The Election Law Subcommittee of the Senate Executive Committee met yesterday to hear SB 1272, which would set limits on transfers from parties and caucuses to candidates in General Elections. ICPR's testimony is posted below. Alas, at the end of the hearing, the bill was held in subcommittee.
Statement of David Morrison
Deputy Director of the Illinois Campaign for Political Reform
Before the Election Law Subcommittee of the Senate Executive Committee
March 16, 2011
Good morning distinguished members of the Election Law Subcommittee. My name is David Morrison, and I am the Deputy Director of the Illinois Campaign for Political Reform. As you know, ICPR was an active participant in negotiations over the current campaign finance law, and we are here today to support continued dialogue over how best to regulate campaign finance in Illinois.
Illinois was long a hold-out in the national movement to address the fact and appearance of corruption that arises when private interests are allowed to make unlimited contributions to candidates for elected office. It was not until Rod Blagojevich was arrested and charged with federal crimes, and then impeached and removed from office by this General Assembly, that the Illinois acknowledged how large donations can work a corrupting influence over public policy. Gov. Blagojevich sold public jobs, state contracts, and appointments to state boards and commissions; his associates used the promise of state pension fund placements and other state actions to shake down citizens, all with the goal of generating resources for his political campaigns.
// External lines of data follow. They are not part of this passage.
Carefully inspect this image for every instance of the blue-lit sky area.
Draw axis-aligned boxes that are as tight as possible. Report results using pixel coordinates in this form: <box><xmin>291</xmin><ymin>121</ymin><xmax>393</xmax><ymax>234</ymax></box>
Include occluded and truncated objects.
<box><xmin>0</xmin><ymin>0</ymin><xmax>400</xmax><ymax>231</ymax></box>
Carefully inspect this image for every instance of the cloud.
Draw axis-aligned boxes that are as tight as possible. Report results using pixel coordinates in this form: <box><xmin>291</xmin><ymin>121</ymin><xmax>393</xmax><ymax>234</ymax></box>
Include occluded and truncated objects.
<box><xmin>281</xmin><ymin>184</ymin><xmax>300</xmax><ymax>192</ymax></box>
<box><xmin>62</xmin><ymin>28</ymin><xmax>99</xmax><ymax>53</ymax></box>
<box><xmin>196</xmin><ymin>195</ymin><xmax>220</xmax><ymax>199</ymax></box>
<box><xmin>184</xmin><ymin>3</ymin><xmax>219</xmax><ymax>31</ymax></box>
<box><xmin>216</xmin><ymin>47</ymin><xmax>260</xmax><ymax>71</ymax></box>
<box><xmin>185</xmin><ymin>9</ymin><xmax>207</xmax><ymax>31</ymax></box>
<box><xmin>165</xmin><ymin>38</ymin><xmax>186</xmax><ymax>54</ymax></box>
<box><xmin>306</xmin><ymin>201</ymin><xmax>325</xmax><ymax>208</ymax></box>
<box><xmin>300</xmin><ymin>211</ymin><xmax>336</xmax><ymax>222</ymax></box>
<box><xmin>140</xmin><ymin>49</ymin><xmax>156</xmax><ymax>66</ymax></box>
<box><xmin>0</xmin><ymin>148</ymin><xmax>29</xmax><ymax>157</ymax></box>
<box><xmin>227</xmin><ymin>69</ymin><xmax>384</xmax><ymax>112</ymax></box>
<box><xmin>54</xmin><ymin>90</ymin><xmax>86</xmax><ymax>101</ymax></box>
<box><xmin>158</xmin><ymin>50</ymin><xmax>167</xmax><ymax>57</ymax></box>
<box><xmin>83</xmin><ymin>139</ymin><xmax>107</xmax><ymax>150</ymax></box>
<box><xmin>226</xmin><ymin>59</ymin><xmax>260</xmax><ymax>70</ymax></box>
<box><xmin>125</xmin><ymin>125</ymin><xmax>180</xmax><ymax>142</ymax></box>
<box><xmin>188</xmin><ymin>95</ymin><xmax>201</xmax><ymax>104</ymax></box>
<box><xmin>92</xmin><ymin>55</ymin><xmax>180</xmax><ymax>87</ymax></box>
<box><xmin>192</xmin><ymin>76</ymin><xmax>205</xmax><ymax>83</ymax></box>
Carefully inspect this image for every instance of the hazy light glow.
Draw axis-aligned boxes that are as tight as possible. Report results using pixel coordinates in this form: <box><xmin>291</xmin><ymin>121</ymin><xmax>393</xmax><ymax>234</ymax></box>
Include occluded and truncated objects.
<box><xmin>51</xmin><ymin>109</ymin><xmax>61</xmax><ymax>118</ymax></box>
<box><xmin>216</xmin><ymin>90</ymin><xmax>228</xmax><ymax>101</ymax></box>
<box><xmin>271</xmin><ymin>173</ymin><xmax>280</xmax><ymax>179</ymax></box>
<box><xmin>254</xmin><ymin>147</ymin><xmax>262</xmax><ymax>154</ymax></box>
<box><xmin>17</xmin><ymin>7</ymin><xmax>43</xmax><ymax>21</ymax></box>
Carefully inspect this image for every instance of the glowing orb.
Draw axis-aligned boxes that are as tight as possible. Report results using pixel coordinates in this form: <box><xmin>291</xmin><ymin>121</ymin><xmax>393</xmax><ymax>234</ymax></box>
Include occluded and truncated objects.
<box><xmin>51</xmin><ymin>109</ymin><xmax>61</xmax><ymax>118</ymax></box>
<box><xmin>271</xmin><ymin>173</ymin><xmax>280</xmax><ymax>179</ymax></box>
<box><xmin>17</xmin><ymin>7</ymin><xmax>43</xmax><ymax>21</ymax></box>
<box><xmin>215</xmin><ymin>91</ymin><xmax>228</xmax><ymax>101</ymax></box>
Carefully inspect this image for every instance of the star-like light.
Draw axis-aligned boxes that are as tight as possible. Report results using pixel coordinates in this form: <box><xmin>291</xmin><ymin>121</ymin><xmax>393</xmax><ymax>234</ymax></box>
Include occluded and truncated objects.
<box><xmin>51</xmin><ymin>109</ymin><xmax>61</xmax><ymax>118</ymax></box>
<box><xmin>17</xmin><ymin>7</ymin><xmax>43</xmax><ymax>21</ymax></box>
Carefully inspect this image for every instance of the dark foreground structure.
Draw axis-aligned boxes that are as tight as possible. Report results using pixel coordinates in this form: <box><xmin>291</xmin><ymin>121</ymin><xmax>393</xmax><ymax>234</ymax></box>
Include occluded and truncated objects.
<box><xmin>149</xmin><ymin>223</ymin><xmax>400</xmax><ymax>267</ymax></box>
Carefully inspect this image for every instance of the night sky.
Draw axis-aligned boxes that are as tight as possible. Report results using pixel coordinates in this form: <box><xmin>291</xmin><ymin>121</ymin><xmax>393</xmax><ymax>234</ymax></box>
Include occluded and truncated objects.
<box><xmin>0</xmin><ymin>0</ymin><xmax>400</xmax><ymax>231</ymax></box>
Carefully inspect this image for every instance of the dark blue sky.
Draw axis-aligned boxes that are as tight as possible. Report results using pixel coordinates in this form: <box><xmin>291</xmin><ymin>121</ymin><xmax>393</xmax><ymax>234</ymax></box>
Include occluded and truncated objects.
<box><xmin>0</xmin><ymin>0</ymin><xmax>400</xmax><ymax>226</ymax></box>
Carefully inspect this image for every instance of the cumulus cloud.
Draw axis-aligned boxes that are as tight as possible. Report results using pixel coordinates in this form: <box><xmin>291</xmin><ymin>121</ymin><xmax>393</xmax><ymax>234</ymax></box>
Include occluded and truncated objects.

Against that background, Illinois enacted contribution limits in 2009, which took effect earlier this year. The new law went a long way toward shielding the public sphere from the perverse influence of private money. The one area on which we could not reach agreement was party and caucus transfers during General Elections. SB 1272 could close that circle.
ICPR supports limits on parties and caucuses in General Elections for two reasons.
• One, we believe that what's good for the goose is good for the gander, which is to say that candidates should not be so dependent on transfers from parties and caucuses in hotly contested races and that such reliance creates the impression of a debt owed.
• Two, leaving parties and caucuses unlimited creates a moral hazard, where parties and caucuses may become tempted to serve as conduits for money that candidates themselves cannot legally accept. If a donor has maxed out to a candidate, they may be drawn to the party or caucus to move that money to the candidate. Without a limit on such transfers, there is no cost to the party or caucus to play that role. Limiting parties and caucuses will protect the integrity of those two entities.
ICPR supports SB 1272 and HB 1344. These bills include limits on parties and caucuses in general elections, and I note that these are not the same limits that are currently set in primary elections. ICPR recognizes that parties and caucuses have traditionally played different roles in these two elections, and so there is some justification for different limits in generals. While we are not wedded to the same limits, we are committed to enacting reasonable limits in general elections, and urge you to do so.